One day I was sick and I spoke to my line manager who said it was ok to stay home – by the time I was back I was in trouble for not calling the big boss instead.

Eventually they got bored and moved onto someone else; another woman in the team. She didn’t survive, a month later she was fired. I couldn’t believe what an escape I’d had.

Ultimately, I wouldn’t have survived without getting fired if I hadn’t had my friend in HR slipping me info. Somehow I was the exception to the rule, likely because I’d made myself uncatchable. ‘Wear something bland tomorrow, they’re talking about your dress code again’, she’d text. I made sure they couldn’t get me. I’d get there early, leave late. Bend over backwards despite being spoken to like total shit. I needed that job so badly that I sold my soul to keep it.

Eventually a switch flicked and most people accepted me, aside from the people at the very top, who were forever a battle. The fact that my immediate team decided they liked me made it harder for them to bully me out.

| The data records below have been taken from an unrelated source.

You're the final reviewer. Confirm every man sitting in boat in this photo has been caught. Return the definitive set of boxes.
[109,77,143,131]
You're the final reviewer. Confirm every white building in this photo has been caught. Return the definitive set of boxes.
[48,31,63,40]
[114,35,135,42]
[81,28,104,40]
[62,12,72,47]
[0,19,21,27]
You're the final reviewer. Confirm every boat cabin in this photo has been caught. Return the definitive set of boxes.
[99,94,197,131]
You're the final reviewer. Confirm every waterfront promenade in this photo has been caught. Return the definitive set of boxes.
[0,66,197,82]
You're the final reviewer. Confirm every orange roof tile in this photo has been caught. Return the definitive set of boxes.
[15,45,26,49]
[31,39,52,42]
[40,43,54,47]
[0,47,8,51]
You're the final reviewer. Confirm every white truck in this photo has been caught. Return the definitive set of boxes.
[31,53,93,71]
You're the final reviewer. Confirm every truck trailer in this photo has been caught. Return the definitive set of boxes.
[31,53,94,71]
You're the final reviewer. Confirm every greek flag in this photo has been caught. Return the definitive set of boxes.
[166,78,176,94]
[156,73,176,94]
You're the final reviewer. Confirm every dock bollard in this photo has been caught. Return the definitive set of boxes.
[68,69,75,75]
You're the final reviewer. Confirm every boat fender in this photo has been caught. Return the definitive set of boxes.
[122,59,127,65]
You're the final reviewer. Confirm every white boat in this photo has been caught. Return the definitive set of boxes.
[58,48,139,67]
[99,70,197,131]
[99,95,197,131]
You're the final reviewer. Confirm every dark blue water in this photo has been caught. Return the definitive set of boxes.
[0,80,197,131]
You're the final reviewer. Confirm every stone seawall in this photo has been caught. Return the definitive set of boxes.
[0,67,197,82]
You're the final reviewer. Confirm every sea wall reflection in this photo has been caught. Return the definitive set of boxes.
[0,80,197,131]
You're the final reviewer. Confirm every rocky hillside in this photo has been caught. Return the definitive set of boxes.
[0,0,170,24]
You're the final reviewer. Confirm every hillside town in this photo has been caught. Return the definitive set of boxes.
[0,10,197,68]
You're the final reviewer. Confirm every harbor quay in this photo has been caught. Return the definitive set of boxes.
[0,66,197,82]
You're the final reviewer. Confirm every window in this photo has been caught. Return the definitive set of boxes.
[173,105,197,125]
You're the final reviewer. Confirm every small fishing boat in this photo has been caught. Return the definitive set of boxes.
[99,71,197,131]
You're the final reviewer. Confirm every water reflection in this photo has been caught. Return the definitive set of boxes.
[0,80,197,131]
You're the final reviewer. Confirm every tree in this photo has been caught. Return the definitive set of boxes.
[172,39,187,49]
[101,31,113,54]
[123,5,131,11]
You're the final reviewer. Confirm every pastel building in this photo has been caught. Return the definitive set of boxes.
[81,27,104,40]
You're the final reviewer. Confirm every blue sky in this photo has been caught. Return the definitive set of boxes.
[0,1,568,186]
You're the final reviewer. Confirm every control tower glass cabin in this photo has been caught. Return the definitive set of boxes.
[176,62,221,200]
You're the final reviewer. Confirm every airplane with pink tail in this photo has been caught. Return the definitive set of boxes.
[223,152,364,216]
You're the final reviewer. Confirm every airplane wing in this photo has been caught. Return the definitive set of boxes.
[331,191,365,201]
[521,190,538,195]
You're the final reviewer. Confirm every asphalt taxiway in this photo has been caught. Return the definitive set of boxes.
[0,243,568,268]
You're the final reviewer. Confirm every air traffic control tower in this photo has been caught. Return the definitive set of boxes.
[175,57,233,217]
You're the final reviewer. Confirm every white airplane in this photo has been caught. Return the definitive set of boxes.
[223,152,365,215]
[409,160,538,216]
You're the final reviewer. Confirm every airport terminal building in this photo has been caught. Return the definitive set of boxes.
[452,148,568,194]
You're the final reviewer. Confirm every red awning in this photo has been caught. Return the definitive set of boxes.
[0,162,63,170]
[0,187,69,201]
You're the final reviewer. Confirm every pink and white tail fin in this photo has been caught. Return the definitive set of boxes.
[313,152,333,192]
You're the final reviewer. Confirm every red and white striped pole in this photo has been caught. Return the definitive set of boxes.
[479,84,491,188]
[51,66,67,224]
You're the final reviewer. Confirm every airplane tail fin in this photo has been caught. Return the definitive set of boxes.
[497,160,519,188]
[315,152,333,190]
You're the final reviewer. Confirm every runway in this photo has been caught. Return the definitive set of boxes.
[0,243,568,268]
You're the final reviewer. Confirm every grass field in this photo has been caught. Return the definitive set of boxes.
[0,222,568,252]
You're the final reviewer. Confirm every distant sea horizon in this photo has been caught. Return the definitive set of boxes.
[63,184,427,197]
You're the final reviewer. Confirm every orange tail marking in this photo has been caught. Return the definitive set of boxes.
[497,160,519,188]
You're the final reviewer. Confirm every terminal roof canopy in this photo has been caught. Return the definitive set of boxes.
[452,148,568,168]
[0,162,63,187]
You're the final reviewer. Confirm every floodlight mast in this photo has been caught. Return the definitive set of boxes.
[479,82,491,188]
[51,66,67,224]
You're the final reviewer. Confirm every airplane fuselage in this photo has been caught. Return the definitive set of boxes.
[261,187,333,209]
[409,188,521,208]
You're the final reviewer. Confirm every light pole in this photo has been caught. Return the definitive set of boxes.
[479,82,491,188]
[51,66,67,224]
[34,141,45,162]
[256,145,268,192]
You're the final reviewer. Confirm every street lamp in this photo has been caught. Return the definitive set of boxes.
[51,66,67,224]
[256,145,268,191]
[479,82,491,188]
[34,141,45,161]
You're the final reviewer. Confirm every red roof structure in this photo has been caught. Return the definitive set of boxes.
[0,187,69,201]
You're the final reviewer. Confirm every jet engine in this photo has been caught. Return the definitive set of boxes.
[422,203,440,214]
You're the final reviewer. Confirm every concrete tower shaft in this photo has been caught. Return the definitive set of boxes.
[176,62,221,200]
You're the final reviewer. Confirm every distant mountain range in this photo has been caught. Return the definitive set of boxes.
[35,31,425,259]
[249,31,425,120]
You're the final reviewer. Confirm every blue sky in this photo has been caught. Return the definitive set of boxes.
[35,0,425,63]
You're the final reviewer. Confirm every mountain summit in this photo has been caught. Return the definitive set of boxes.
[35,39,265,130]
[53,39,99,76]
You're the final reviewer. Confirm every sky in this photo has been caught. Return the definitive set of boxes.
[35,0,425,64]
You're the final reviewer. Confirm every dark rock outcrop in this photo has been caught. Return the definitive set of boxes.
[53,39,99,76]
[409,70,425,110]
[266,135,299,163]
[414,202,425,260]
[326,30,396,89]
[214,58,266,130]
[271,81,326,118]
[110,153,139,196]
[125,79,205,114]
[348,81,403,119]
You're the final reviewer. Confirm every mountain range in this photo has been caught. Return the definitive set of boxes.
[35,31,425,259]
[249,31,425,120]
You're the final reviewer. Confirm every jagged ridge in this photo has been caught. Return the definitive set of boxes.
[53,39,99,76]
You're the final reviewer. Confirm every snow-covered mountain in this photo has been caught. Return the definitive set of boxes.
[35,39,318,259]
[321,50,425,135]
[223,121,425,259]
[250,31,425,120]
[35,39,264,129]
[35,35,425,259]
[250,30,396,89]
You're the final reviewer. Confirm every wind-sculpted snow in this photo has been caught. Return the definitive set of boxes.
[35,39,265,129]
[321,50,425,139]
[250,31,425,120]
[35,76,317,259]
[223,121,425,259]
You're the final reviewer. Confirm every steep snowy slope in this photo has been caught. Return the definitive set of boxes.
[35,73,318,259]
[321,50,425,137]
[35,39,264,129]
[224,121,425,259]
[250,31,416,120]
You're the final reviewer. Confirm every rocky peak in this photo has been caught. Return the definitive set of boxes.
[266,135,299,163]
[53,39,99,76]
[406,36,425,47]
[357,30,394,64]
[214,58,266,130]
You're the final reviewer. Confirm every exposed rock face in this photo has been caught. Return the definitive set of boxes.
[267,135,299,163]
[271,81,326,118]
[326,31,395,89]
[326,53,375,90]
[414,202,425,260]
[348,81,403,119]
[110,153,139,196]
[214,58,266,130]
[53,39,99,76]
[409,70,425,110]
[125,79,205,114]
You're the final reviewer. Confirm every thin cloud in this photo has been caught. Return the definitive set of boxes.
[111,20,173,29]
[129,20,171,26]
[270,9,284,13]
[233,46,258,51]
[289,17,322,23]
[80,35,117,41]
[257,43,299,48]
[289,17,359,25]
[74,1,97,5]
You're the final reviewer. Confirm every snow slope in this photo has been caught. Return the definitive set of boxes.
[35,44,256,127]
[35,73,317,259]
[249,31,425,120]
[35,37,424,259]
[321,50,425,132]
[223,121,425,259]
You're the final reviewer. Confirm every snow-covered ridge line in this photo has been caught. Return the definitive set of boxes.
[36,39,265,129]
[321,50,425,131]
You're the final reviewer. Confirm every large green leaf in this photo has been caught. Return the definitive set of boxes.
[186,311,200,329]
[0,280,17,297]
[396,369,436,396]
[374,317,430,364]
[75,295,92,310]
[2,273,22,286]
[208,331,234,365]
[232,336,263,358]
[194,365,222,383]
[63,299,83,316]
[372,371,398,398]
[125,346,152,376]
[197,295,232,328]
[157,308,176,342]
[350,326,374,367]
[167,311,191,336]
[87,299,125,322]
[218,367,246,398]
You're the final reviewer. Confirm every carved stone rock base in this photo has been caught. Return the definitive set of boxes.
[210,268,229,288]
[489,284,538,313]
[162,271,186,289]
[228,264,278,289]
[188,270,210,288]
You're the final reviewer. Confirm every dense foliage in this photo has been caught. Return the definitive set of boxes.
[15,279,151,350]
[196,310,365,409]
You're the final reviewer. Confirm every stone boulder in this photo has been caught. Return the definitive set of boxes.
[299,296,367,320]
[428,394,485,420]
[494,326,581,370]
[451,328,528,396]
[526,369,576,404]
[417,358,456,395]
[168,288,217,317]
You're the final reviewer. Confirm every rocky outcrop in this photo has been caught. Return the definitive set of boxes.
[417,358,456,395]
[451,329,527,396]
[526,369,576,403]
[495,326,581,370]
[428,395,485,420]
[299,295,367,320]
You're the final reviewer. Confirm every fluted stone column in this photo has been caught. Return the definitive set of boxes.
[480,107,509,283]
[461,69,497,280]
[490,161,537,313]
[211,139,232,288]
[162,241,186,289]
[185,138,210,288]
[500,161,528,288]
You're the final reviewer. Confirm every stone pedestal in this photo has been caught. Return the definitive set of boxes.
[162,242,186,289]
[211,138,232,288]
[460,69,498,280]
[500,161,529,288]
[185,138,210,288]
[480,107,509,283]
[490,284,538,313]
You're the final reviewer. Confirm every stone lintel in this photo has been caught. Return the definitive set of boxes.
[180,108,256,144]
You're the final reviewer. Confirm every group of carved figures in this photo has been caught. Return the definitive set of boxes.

It scarred me for sure. I regularly think about it. I carried loads of false beliefs about my capabilities as an employee for years. Ever since then I’ve gravitated towards smaller companies with less corporate sneakiness, I’m too scared to go back to a big businesses.

Those types of work environments are not okay. Resilience and life skills should not be learned here, but the sad fact is that they exist.

I guess I just hope that anyone else who’s been in this situation or maybe is right now can take comfort in knowing that your working life doesn’t always need to be this way. Sometimes you have to stick it out for one reason or another, but you will get out, and you will find a role that appreciates you for who you are, that doesn’t play games or gaslight you.